Chrysler is betting its future on Fiat's vehicle expertise, but there's a problem: Fiat's quality is below average in Europe, according to a series of studies.

Automotive News

Chrysler is betting its future on Fiat's vehicle expertise, but there's a problem: Fiat's quality is below average in Europe, according to a series of studies.

The quality issue is one more challenge facing Chrysler LLC as it emerges from U.S. Bankruptcy Court.

Chrysler, which has been dogged by its own reputation for substandard quality, plans to derive six small and mid-sized models from Fiat platforms. They are due in U.S. showrooms in a relatively swift 18 to 24 months.

Chrysler's engineering group, short-staffed from widespread layoffs, must learn Fiat methods. Some Chrysler plants will be retooled for Fiat's vehicles, and the work will be done on deadline as Chrysler survives on money from U.S. taxpayers.

Fiat posted low scores on J.D. Power and Associates' 2008 Customer Satisfaction Index studies for France, Germany and the United Kingdom.
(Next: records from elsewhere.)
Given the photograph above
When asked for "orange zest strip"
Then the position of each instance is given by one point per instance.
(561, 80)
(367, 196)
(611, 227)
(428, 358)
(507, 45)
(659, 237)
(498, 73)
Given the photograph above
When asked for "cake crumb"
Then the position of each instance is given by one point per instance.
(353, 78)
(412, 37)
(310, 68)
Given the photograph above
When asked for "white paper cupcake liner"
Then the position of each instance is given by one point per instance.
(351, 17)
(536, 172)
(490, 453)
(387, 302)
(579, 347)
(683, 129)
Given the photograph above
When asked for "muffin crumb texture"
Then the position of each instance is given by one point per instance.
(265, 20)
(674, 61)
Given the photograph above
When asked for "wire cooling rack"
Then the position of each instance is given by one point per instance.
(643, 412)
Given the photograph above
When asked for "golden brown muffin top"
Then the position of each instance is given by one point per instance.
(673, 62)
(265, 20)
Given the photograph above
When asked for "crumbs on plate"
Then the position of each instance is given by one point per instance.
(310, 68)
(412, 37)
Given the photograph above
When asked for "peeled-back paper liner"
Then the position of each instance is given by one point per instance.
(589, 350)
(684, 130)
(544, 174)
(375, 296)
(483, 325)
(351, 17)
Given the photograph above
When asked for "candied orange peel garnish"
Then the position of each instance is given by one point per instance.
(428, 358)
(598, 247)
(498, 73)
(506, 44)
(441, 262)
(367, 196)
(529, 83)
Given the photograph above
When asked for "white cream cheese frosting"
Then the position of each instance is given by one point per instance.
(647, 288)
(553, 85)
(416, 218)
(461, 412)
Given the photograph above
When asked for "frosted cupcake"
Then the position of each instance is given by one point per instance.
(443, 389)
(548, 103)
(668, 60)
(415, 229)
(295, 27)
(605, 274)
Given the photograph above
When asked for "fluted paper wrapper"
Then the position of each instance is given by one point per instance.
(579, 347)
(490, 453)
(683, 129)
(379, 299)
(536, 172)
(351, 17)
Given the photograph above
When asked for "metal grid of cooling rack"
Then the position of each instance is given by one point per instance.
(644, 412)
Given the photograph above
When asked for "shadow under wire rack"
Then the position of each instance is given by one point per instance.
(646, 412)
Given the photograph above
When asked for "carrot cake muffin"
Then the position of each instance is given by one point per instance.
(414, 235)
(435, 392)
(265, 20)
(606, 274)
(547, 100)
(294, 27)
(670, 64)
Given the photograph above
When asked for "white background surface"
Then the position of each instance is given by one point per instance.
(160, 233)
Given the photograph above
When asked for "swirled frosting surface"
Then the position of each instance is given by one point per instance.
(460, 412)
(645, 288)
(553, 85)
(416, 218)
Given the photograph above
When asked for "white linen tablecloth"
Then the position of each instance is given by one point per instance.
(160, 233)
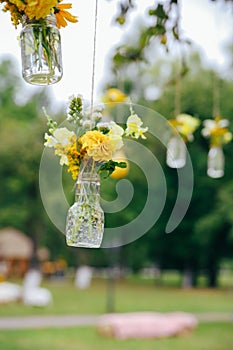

The respondents had owned their cars for about two years.

Fiat is "below average in each of three markets that we measure -- Germany, France and the U.K. -- particularly in terms of vehicle quality and reliability," says Dave Sargent, vice president of automotive research at J.D. Power.

Fiat scored in the bottom quarter of more than 20 brands in the three countries in vehicle quality and reliability.

"Fiat has a reputation of having had quality issues over many years," Sargent says. "We know they are working hard to address those issues, but so is every manufacturer. Fiat is challenged in terms of quality. They still have some work to do."

Faulty Fiat

Fiat finished 20th of 25 brands in J.D. Power's 2008 Customer Satisfaction Index Study in France. A sampling of brand rankings and scores

1. BMW (top score): 815
6. Toyota: 803
12. Ford: 792
Industry average: 791
20. Fiat: 766
22. Chrysler: 756
26. Suzuki (bottom score): 747

*Note: Power weighed responses of customers in France after about 2 years of ownership: Vehicle quality and reliability, 38%; vehicle appeal, such as performance of engine and comfort, 22%; ownership costs, 20%; service satisfaction, 19 percent. Percentages don't equal 100% due to rounding. The weightings varied in the German and the United Kingdom studies.

Fritz Indra, former executive director of advanced engineering at GM Powertrain, says that for powertrains, "Fiat had a bad reputation in Europe, but it improved over the last years." Indra is now a consultant.

Fiat disagrees with Power's findings.

"We have other surveys from independent organizations that we believe are more credible [such as one from] the ADAC -- the German motor club, which has a huge membership of millions -- which contradicts some of the findings you may have," says Richard Gadeselli, vice president of Fiat S.p.A. communications in Italy.

"We find that many of these reports, customer satisfaction reports, tend to be about four to five years behind the curve. In fact, in a lot of these reports, they are talking about Fiat models that we no longer manufacture."

The 2008 J.D. Power studies give vehicle quality and reliability the highest weight. But other nonvehicle matters are considered, such as insurance. Fiat was rated above average in only one category: ownership costs, which include fuel consumption, insurance and repairs.

Last week, Chrysler public relations referred questions about Fiat's quality to Fiat.